Весь как черт — ни уха ни рыла — увозекался Лука, прочищая вскрытые вертикали да протапливая печь злой на огне осиной, чтоб вместе с дымом вынесло наружу оставшееся дерьмо. Работа не ахти какая великая, а свяжешься с ней, — глядишь, дня как не бывало. Припозднился Лука, и Дроновы на него насели:
— Куда ты, Евграфыч, по выколи-то глаз тьме поползешь? Давай уж ночку у нас коротай. Место некупленное.
Вечеровал Лука вместе с Дроновым. А Дроновых этих — мал мала меньше. Хоть в ту же пору в чистом поле еще один колхоз создавай. И так весело было за столом, так гомонливо, что Луке стало не по себе. В одночасье со всей остротой почувствовал он свою и убогость, и сирость.
Впервые тогда Лука внимательно заприглядывался к Дроновым. Сам лекарь, глава той оравы, был, пожалуй, метр с хвостиком, дунь — упадет, и доброй внешности природа ему не даровала. Личико с кулачок, лобик узенький, глазки махонькие, как у молочного боровка. Да к тому же как надо на что мелкое глянуть, свои приставки-очки требует. И жена Настя — доска доской. Где там еще одной жизни зародиться? Но вот привалило счастье!
А в тихой, слепой ночи Лука ненароком, сам того ничуть не желая, подслушал уж больно громкую беседу.
— Не лапайся! — ласково упредила прилипчивого мужа Настя. — И так скоро материалу прикупать станешь.
— Потащила, че ли? — с ответной лаской завыведывал Дронов. — От ветра как бы?
— Тут он, ветер-то, завсегда под боком, — донеслось до Луки с соседней кровати.
— Золотце ты мое ненаглядное, — похвалил жену и вскоре зашелся в смертном храпе счастливый Дронов. Чего ему? Эвон какое ветвистое древо пустил!

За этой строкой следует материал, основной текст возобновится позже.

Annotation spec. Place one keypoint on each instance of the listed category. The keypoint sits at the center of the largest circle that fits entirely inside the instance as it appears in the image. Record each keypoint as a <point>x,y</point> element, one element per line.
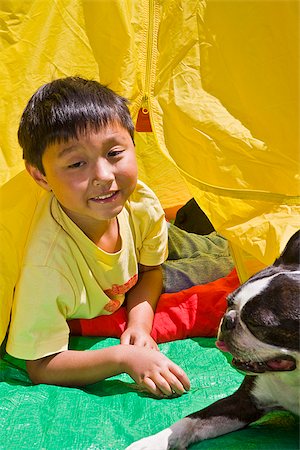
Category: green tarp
<point>111,414</point>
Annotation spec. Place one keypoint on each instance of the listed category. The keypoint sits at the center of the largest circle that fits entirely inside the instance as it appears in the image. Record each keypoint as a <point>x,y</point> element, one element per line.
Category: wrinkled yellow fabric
<point>220,81</point>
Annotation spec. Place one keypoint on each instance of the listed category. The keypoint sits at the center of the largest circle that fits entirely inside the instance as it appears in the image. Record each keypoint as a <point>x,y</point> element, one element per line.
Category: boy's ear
<point>38,177</point>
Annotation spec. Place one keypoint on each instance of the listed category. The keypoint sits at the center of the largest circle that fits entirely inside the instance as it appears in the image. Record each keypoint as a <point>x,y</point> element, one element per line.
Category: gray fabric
<point>195,259</point>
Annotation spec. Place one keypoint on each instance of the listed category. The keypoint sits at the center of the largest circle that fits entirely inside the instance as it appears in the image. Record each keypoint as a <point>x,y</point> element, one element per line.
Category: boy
<point>97,235</point>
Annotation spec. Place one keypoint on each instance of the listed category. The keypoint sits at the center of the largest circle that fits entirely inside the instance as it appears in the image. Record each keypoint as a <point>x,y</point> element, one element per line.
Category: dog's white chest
<point>279,389</point>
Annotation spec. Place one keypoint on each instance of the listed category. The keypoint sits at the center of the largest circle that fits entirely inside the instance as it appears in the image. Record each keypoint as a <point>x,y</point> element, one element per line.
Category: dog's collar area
<point>277,364</point>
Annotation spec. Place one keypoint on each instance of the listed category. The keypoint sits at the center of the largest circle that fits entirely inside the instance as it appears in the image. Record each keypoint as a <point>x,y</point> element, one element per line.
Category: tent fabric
<point>219,81</point>
<point>112,413</point>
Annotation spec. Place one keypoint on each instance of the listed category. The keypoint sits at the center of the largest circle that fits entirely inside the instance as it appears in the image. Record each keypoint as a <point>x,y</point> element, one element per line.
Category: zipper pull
<point>143,122</point>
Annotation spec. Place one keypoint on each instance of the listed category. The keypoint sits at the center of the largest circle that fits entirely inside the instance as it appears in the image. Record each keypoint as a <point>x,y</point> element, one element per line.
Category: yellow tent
<point>218,83</point>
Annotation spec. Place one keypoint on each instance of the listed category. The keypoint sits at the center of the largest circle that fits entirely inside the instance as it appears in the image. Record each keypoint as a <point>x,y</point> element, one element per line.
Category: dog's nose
<point>229,321</point>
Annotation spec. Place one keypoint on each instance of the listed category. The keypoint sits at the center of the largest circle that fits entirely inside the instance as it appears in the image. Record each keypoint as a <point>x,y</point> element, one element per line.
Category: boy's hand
<point>155,373</point>
<point>139,337</point>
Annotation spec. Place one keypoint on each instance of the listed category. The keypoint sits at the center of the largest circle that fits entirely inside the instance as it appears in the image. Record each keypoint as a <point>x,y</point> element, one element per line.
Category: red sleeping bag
<point>196,311</point>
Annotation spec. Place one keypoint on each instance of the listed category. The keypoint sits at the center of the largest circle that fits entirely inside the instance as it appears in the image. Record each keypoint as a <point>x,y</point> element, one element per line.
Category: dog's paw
<point>157,441</point>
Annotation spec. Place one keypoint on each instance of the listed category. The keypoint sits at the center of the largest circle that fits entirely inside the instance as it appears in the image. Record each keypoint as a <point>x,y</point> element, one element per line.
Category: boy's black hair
<point>65,108</point>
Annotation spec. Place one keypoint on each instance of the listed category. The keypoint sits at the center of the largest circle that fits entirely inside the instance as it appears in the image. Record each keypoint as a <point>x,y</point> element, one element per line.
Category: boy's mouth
<point>105,197</point>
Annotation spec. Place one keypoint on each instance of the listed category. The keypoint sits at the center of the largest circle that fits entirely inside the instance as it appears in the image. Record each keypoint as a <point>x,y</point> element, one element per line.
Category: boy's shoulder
<point>43,233</point>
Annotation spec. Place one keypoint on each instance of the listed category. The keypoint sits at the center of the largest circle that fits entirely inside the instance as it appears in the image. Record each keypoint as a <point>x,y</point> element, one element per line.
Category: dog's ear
<point>291,253</point>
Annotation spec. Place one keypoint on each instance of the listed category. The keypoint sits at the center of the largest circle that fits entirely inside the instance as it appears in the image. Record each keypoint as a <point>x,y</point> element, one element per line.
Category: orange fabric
<point>196,311</point>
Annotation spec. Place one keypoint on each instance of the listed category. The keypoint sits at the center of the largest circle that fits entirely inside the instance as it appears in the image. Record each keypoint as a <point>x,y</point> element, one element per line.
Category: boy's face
<point>91,177</point>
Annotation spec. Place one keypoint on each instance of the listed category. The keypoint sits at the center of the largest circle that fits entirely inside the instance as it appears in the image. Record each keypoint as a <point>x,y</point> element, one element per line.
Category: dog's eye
<point>230,300</point>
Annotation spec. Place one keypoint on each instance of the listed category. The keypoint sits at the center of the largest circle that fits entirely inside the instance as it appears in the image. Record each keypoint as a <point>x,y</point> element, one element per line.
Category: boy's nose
<point>103,173</point>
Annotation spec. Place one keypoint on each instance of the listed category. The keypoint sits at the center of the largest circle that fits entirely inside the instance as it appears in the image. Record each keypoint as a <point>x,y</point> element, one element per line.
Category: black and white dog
<point>261,330</point>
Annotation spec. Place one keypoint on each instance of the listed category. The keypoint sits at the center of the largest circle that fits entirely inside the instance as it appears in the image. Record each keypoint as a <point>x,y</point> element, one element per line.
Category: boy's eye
<point>76,165</point>
<point>115,152</point>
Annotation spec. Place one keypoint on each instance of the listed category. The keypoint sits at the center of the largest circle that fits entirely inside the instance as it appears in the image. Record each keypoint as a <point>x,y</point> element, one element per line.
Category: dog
<point>261,330</point>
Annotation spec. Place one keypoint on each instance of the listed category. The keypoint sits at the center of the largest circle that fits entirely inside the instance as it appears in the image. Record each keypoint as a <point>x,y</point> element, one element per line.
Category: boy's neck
<point>105,234</point>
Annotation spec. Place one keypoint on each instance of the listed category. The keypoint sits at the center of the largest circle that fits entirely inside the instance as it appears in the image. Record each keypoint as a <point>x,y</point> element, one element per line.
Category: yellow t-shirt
<point>65,275</point>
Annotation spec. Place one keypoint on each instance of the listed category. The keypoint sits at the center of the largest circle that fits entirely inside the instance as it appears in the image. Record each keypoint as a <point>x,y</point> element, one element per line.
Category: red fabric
<point>189,313</point>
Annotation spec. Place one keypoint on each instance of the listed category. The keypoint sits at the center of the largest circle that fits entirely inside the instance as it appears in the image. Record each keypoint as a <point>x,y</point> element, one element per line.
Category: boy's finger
<point>151,387</point>
<point>181,376</point>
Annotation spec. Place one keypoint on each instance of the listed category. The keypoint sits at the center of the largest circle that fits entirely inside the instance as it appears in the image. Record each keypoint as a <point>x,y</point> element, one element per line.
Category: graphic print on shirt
<point>118,291</point>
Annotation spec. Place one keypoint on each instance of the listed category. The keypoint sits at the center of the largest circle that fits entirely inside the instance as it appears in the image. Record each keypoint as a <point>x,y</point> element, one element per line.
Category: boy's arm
<point>141,303</point>
<point>150,369</point>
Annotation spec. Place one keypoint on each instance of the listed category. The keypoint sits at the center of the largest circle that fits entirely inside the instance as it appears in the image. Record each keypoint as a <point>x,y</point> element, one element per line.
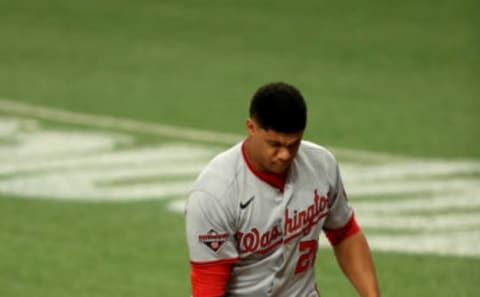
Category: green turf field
<point>397,80</point>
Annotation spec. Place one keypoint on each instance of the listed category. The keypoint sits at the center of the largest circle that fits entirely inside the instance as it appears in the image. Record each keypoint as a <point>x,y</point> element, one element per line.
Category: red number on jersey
<point>308,250</point>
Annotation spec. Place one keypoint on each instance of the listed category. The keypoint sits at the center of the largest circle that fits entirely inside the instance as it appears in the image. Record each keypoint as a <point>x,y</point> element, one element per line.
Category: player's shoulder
<point>220,173</point>
<point>313,152</point>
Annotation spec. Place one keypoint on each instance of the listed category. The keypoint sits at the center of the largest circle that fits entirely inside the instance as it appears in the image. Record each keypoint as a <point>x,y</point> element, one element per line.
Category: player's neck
<point>275,180</point>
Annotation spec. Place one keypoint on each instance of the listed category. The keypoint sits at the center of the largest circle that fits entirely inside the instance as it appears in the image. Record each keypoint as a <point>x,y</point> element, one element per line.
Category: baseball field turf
<point>109,109</point>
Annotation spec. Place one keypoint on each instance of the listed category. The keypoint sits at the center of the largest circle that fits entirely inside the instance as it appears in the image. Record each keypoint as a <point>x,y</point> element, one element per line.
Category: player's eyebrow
<point>284,143</point>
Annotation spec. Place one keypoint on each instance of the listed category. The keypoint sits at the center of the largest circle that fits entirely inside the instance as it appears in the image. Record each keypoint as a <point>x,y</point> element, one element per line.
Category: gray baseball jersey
<point>271,236</point>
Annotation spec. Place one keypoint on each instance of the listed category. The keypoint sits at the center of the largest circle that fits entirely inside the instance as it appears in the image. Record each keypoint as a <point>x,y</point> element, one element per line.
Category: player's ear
<point>251,126</point>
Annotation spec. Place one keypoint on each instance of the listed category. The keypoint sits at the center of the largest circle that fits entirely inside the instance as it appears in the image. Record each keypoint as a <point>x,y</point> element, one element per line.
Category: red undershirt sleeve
<point>210,279</point>
<point>335,236</point>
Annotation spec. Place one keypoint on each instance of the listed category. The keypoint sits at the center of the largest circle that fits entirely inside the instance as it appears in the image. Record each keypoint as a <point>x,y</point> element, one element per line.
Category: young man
<point>255,213</point>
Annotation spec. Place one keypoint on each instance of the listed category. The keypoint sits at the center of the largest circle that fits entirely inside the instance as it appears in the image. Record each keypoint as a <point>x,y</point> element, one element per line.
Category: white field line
<point>135,126</point>
<point>430,223</point>
<point>160,155</point>
<point>463,243</point>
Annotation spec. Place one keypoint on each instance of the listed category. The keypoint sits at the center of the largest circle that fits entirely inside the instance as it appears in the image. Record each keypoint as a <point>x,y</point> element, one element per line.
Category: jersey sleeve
<point>209,229</point>
<point>340,210</point>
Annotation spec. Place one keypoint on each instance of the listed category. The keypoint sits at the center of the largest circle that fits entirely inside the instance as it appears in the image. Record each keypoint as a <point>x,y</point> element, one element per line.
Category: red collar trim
<point>275,180</point>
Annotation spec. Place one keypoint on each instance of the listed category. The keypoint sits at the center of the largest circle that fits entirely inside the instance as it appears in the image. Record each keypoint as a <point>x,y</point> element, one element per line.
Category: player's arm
<point>209,279</point>
<point>211,245</point>
<point>349,244</point>
<point>354,257</point>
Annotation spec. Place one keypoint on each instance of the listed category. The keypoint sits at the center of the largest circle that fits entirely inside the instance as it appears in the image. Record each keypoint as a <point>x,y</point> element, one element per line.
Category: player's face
<point>271,151</point>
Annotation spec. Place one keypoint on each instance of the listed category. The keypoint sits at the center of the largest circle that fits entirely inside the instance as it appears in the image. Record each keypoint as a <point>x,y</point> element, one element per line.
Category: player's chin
<point>280,168</point>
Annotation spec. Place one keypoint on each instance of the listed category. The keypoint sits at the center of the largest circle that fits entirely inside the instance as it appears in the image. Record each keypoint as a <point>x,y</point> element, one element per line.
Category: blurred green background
<point>398,77</point>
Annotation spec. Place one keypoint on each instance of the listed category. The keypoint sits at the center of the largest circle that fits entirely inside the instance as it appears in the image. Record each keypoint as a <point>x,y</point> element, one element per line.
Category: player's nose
<point>284,154</point>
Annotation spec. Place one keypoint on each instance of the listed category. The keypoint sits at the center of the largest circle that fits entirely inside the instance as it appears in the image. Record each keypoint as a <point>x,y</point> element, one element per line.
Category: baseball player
<point>255,213</point>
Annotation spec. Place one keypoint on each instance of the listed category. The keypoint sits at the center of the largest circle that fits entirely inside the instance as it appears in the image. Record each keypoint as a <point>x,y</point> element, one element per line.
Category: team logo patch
<point>213,239</point>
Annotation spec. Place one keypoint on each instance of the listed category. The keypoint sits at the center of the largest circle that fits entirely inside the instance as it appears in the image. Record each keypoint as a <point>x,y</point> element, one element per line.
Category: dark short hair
<point>280,107</point>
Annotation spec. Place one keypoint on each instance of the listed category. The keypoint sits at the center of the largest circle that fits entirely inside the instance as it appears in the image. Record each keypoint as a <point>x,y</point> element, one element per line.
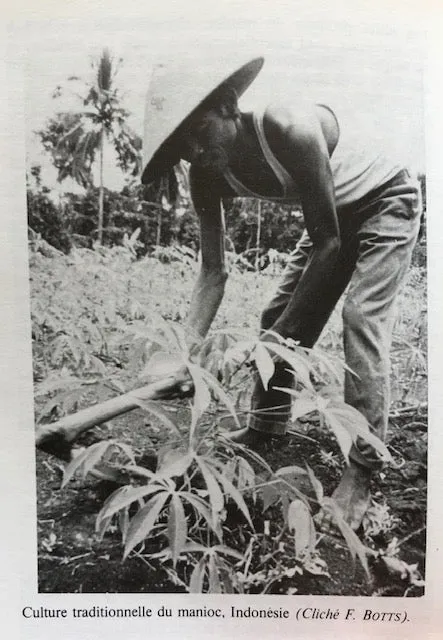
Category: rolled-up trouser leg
<point>386,241</point>
<point>377,238</point>
<point>271,408</point>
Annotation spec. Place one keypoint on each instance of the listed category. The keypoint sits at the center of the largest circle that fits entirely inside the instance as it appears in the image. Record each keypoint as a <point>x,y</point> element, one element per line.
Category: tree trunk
<point>257,244</point>
<point>101,191</point>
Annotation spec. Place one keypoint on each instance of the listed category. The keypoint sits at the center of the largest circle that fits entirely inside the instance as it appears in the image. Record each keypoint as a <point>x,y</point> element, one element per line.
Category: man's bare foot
<point>352,497</point>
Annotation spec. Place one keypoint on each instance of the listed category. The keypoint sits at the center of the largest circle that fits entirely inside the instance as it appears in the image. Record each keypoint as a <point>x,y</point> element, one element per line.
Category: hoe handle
<point>57,437</point>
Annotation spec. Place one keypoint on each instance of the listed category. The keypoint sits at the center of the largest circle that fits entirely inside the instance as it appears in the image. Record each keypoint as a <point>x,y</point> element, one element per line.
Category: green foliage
<point>44,217</point>
<point>93,314</point>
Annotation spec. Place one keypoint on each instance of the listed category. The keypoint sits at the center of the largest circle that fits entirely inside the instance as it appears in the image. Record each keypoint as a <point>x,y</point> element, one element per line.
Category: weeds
<point>215,514</point>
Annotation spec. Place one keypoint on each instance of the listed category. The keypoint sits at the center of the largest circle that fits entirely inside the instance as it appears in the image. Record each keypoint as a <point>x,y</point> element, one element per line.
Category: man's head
<point>192,113</point>
<point>208,137</point>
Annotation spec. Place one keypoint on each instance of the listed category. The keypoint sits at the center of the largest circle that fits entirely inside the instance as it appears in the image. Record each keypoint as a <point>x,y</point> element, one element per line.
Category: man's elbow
<point>333,246</point>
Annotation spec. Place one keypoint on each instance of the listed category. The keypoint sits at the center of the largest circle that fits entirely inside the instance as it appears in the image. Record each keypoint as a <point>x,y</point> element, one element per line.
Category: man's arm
<point>209,288</point>
<point>297,140</point>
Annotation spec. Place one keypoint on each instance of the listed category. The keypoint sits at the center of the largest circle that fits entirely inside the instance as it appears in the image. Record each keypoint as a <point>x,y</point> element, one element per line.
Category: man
<point>361,212</point>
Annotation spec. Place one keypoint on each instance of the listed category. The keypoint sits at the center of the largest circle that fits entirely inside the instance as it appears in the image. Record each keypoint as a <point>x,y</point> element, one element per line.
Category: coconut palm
<point>75,139</point>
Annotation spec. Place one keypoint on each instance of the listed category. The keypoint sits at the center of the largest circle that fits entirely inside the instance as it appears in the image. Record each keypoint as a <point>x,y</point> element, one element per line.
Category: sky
<point>371,67</point>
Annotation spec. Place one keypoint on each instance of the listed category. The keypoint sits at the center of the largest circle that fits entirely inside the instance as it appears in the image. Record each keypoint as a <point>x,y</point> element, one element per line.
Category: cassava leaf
<point>221,395</point>
<point>214,579</point>
<point>174,463</point>
<point>343,436</point>
<point>86,460</point>
<point>122,499</point>
<point>143,522</point>
<point>355,546</point>
<point>316,484</point>
<point>197,576</point>
<point>227,551</point>
<point>245,475</point>
<point>264,363</point>
<point>270,494</point>
<point>355,423</point>
<point>202,397</point>
<point>216,498</point>
<point>300,522</point>
<point>177,527</point>
<point>233,493</point>
<point>156,410</point>
<point>298,362</point>
<point>202,510</point>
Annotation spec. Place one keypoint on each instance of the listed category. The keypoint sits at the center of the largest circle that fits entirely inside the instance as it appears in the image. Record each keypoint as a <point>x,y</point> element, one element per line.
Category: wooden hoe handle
<point>57,438</point>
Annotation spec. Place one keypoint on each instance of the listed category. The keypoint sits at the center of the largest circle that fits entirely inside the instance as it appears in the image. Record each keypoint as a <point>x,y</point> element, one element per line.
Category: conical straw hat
<point>176,90</point>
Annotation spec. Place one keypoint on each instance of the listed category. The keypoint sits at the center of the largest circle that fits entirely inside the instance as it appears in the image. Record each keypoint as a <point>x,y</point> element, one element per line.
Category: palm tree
<point>75,138</point>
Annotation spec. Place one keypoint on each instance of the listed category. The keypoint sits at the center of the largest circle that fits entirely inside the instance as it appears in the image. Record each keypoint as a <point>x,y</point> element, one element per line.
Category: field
<point>93,313</point>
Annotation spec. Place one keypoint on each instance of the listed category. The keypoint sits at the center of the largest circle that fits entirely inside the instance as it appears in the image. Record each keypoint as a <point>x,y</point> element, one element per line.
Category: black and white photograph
<point>227,232</point>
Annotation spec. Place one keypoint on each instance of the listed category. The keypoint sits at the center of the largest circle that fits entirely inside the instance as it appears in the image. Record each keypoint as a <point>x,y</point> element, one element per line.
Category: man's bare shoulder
<point>299,120</point>
<point>293,127</point>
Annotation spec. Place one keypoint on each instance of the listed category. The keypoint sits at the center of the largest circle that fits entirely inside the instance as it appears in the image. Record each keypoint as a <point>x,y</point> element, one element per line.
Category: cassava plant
<point>203,488</point>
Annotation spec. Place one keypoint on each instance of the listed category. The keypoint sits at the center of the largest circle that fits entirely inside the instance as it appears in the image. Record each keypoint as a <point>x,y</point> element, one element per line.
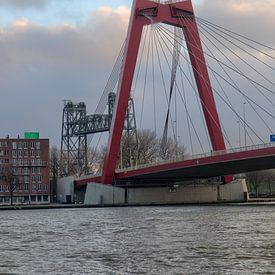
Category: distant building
<point>27,159</point>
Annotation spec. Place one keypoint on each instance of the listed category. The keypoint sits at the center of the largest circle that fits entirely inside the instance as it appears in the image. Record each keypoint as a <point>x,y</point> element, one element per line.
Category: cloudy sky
<point>52,50</point>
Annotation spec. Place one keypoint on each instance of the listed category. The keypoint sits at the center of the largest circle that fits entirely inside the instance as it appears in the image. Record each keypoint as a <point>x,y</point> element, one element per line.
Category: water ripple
<point>144,240</point>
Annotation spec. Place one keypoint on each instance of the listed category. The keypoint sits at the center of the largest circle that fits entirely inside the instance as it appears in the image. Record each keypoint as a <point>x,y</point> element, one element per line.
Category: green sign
<point>31,135</point>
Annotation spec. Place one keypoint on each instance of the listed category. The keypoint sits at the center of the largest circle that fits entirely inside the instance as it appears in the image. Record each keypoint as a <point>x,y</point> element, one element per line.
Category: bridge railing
<point>199,156</point>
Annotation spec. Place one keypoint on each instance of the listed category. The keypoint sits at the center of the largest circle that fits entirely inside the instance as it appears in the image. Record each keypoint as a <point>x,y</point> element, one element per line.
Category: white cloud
<point>19,4</point>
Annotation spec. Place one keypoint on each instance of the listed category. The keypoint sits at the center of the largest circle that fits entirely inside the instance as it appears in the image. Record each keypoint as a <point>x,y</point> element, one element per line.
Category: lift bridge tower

Конечно, распочать жизнь заново Луке никто не мешал. Деревня Кутепова, в которой он здравствовал, до войны была веселой, а после войны мужиков в ней осталось, как на редком решете зерен. Дебелые вдовухи лет под пятьдесят — прямая ровня Алтунину — нет-нет да и постреливали в него глазами. Мужик хоть и на склоне лет, а еще ничего, ядреный, не выболевший. Пахать на нем можно. Но Лука поначалу жил непроходящей тоской о Параскеве, потом все взвесил и решил, что огорода в конце пути городить не стоит. Сколь его будет терпеть земля — десять лет, двадцать? Обзаведешься ребенчишком, не успеешь вдоволь радостью надышаться, как, глядишь, тебя костистая тварь с косой к вечной хате потянет.
Знавал Лука в Кулигино еще до войны одного больно прыткого ухажера. Лет ему было за семьдесят. Палка в шляпе. Уж на ладан дышал. И потащись-ка он однажды на курорт, на грязи. Будто своей не хватало. Закидали его там, потомили, и он вроде бы разом ожил. Вернулся в Кулигино с молодайкой. Любовью, понятное дело, тут и не пахло. Разгорелся бабий глаз на пятистенник да сберкнижку.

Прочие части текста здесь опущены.